Colorado’s Scenic and Historic Byways: Dinosaur Diamond

Our series travelling Colorado’s Scenic and Historic Byways continues around the Dinosaur Diamond! The Dinosaur Diamond National Scenic Byway spans western Colorado and eastern Utah, featuring desert landscapes, dinosaur fossils, and ancient rock art.

A two-lane paved highway curves twice through a desert landscape.
Photo from the Colorado Department of Transportation.

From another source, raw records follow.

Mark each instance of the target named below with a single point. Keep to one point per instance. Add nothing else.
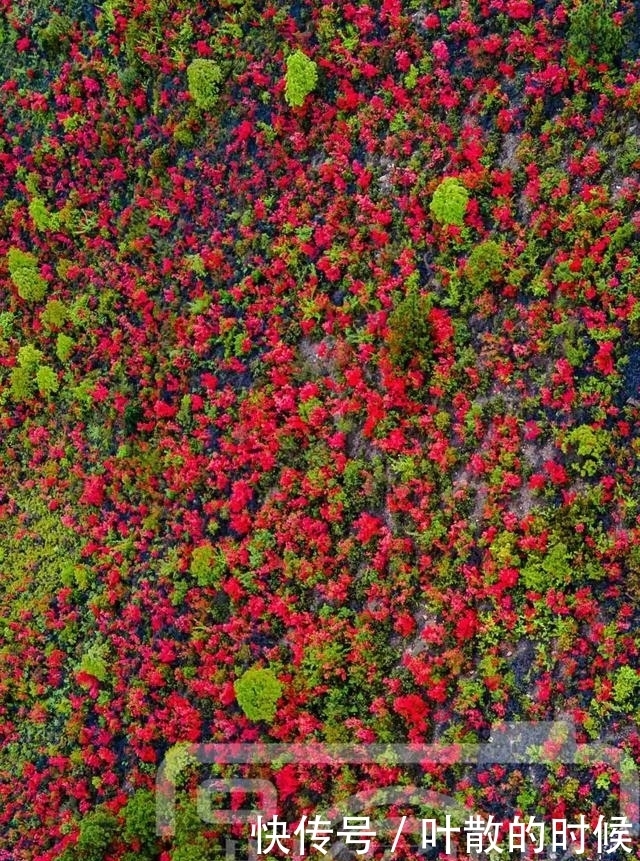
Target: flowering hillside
(320, 386)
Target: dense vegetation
(319, 371)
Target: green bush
(140, 822)
(23, 268)
(588, 446)
(410, 329)
(47, 380)
(593, 33)
(301, 78)
(484, 265)
(97, 831)
(257, 692)
(54, 314)
(204, 78)
(64, 346)
(41, 216)
(449, 202)
(625, 685)
(54, 38)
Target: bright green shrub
(54, 314)
(140, 822)
(94, 662)
(97, 831)
(204, 78)
(54, 38)
(23, 268)
(257, 692)
(29, 357)
(484, 265)
(449, 202)
(301, 78)
(64, 346)
(410, 329)
(553, 569)
(593, 33)
(625, 685)
(47, 380)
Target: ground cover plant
(319, 374)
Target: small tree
(410, 329)
(140, 823)
(449, 202)
(23, 268)
(484, 265)
(594, 34)
(257, 692)
(204, 78)
(97, 832)
(302, 77)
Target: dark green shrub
(54, 38)
(257, 692)
(140, 822)
(593, 33)
(23, 268)
(410, 329)
(484, 265)
(97, 831)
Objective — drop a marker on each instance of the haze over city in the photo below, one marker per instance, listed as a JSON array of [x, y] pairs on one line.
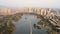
[[31, 3]]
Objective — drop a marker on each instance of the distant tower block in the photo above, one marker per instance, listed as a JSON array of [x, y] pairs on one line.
[[45, 12], [38, 11], [42, 11]]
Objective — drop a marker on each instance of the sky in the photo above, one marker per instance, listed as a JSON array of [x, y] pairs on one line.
[[31, 3]]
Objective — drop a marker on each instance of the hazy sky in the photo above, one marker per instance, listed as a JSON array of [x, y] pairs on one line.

The complete Dinosaur Diamond Byway traverses 512 miles, with 134 miles of the byway located in Colorado. A 2002 guide to Dinosaur Diamond describes the route as, “like a charm bracelet connecting numerous world-class dinosaur sites and archeological sites.” Colorado’s stretch of the byway includes many of these charms, starting with the paleontological attractions located near the eastern entrance of the Byway in Grand Junction. Visitors in this section of the Dinosaur Diamond have their pick of how to view dinosaur fossils, from the interactive Dinosaur Journey Museum to watching fossil hunters in active quarries. To learn more about dinosaurs (or maybe find your own fossils), History Colorado published a list of locations where the public can view dinosaur remains in Colorado, including many locations that can be accessed from the Dinosaur Diamond.

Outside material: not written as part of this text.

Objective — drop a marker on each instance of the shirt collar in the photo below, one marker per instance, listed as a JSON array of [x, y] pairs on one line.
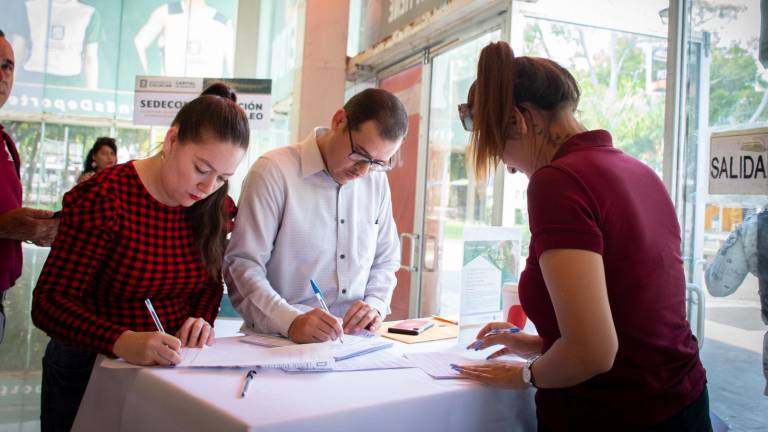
[[311, 159], [584, 140]]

The Byway’s attractions are not only related to dinosaurs. The Department of Transportation’s Framework for Wayshowing report for the Dinosaur Diamond highlights the cultural sites along the Byway, like the history museums in Rangely and Grand Junction that provide information about the thousands of years of human history that took place in the Dinosaur Diamond area. Evidence of early human activity can also be found outside museum walls at archaeological sites like the Canyon Pintado National Historic District, where visitors can find pictographs that were painted on sandstone canyon walls by the Fremont and Ute cultures.

The Dinosaur Diamond Byway exits northwestern Colorado in Dinosaur National Monument. As its name suggests, Dinosaur National Monument showcases incredible dinosaur fossils and is home to one of the most productive dinosaur fossil quarries in the world. However, Dinosaur National Monument also contains several archaeological dig sites. The results of one excavation are explained in a 1970 report published by the University of Colorado Boulder. During this dig, archaeologists uncovered a plethora of artifacts, like stone tools and ceramics, across 20 sites that included Fremont dwellings, campsites, and rock shelters.

The Dinosaur Diamond Scenic and Historic Byway is more than a road trip – it’s a journey through time. Whether you’re interested in paleontology or human history, Colorado’s portion of the Dinosaur Diamond Byway promises a captivating and educational experience.